Published: 04th July 2018
Meet the musician taking the language of peace to the children of Manipur, the land of unrest
The music project, A Native Tongue Called Peace, was started in 2015 at a children's home, to help the children explore their differences and come together through music
What is peace in a place war-torn by its own people? Music.
The ethnic unrest in Manipur, alongside the crackdown of the heavily contested Armed Forces Special Powers Act (AFSPA), has been commonplace for the children growing up in the state for over three decades now. Akhu Chinganbam was no stranger to the conflict either. "I remember when we were almost always blinded by tear gas at our place," Akhu, a musician and activist says. For him, the bloodshed and violence were routine. "This is something I had never realised till I got out of the state and went away to study," he adds.
The situation of his native land and its children, who had more in common than the perceived differences, got Akhu to begin his small music project which promises to yield big results - A Native Tongue Called Peace, where music bound the children of care homes. In 2015, Akhu and a small team of volunteers came together to find a children's home where they could bring peace to the hearts of children who were born in a land of conflict. "I had to do something different, something out of the box to build hope," Akhu says. He believes that the ethnic issue in Manipur has only gotten worse over the years.
Children learning the violin at the children's home as a part of the Native Tongue Called Peace project
Akhu, with a Doctorate in Physics from Delhi's Jamia Milia Islamia, had a high paying job when he decided to give it up and come back to his homeland, Manipur. "Situations have truly become worse and I just couldn't afford to stay back," Akhu says.
Akhu was inclined to start a project which would bring together people of different ethnicities in Manipur together. "There continues to be constant conflict between the different sects here in Manipur, be it the Meiteis or the Nagas, we are constantly at loggerheads with each other," Akhu says. "Children, however, do not understand these differences, especially children at a care home," he adds. The Children's Home in Manipur takes care of nearly 62 children, some of whom don't have parents or guardians to go back to. "When we started off, we came together to teach music to these children. There was obviously an initial hesitance," he grins and tells me. "The children have never really been exposed to anything apart from their regular education, so music per se wasn't something they were expecting from a bunch of strangers," he says.
Akhu Chinganbam, is the lead vocalist and guitarist of the band Imphal Talkies, and also holds a Doctorate in Physics (Photo Credits: Kazi Neel)
But at a time when musicians could easily take their thoughts to the streets, among the people who understood the necessity for love and peace at an hour of unrest, why a children's home? "Because children do not have the biases which we adults foster," Akhu says with conviction. Akhu began his journey with clarity - that his music project had to reach the children of Manipur - and his search for the right children's home began. "Our children come from all the different communities of Manipur and took brilliantly to music," he says. The sessions involves learning music, origami and even counselling sessions, which allows them to actually look within for peace.
Three years since its inception, A Native Tongue Called Peace, today, has enough supporters to be able to buy a few musical instruments and other required materials, while also being able to celebrate a few occasions.

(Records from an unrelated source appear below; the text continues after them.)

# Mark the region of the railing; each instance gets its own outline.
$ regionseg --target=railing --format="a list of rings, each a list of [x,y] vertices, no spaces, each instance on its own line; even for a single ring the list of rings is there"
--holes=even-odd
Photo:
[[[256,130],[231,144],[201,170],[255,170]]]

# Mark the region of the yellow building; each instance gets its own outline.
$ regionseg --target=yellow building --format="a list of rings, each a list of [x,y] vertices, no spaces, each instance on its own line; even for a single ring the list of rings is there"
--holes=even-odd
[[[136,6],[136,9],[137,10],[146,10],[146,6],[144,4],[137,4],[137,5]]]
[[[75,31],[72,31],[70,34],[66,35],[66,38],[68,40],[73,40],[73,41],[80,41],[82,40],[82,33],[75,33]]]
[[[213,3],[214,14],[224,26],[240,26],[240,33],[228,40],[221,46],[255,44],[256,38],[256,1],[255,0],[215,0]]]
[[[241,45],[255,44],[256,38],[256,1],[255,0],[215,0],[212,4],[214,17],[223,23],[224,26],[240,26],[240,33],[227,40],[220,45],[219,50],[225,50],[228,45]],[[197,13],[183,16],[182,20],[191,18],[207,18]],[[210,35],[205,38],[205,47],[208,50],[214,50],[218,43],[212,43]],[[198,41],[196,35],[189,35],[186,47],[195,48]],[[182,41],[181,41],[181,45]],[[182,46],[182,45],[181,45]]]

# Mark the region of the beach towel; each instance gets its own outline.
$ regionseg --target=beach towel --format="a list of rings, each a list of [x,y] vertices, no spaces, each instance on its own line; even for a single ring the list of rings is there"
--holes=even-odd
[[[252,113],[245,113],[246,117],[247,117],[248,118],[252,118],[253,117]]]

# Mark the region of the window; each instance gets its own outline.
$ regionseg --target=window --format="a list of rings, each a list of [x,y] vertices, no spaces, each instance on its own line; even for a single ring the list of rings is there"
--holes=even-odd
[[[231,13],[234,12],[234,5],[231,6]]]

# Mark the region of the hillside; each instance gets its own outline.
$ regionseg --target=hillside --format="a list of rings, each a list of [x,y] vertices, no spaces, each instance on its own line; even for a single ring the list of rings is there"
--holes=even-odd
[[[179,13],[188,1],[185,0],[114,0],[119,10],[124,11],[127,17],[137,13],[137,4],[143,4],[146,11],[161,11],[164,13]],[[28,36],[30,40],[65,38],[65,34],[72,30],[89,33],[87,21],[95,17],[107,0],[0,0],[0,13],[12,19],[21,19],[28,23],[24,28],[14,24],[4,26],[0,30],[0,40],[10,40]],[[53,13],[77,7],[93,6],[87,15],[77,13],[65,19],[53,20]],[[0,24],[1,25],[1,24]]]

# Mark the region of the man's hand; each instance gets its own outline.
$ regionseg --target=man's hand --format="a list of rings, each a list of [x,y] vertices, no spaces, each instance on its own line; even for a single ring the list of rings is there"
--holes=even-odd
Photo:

That may have been one of the most positive take backs for Akhu - that there have always been enough foundations and individuals who have been willing to support the project at the children's home. "We started off with the Foundation for Social Transformation financing the project. Soon after individuals and friends came forward to send in support. The Henry Martin Institute in Hyderabad is currently supporting us in buying instruments for the kids." But its not always easy though - "there are several organisations which can only financially back us if we are registered as a charity with clearances. But I am not an institution - I am a single person with an idea of ensuring impact in the future generations of Manipur and someone who is looking out to bring them some happiness via music, at a time when violence is a routine," he informs me.
The children are often asked to close their eyes and listen to the music being played as a part of their counselling sessions - one of the key aspects of the music project
And of course, the children have done brilliantly in reiterating Akhu's hope in imagining a united and strong Manipur in the future. Akhu is enthusiastic, "The kids have learned each other's native songs so organically - they come, ask me for the lyrics and start strumming or humming it. They enjoy the new songs, they love when new people come in to join them and they have truly crossed over the differences that could have been."
A Native Tongue Called Peace has the potential in bringing together a future generation who can look beyond their differences. But is Akhu ready? "I do want to. But slowly, steadily, when we are able to get more people on board. After all, before we get to inculcating peace, we need to speak the native tongue of love ourselves," Akhu says.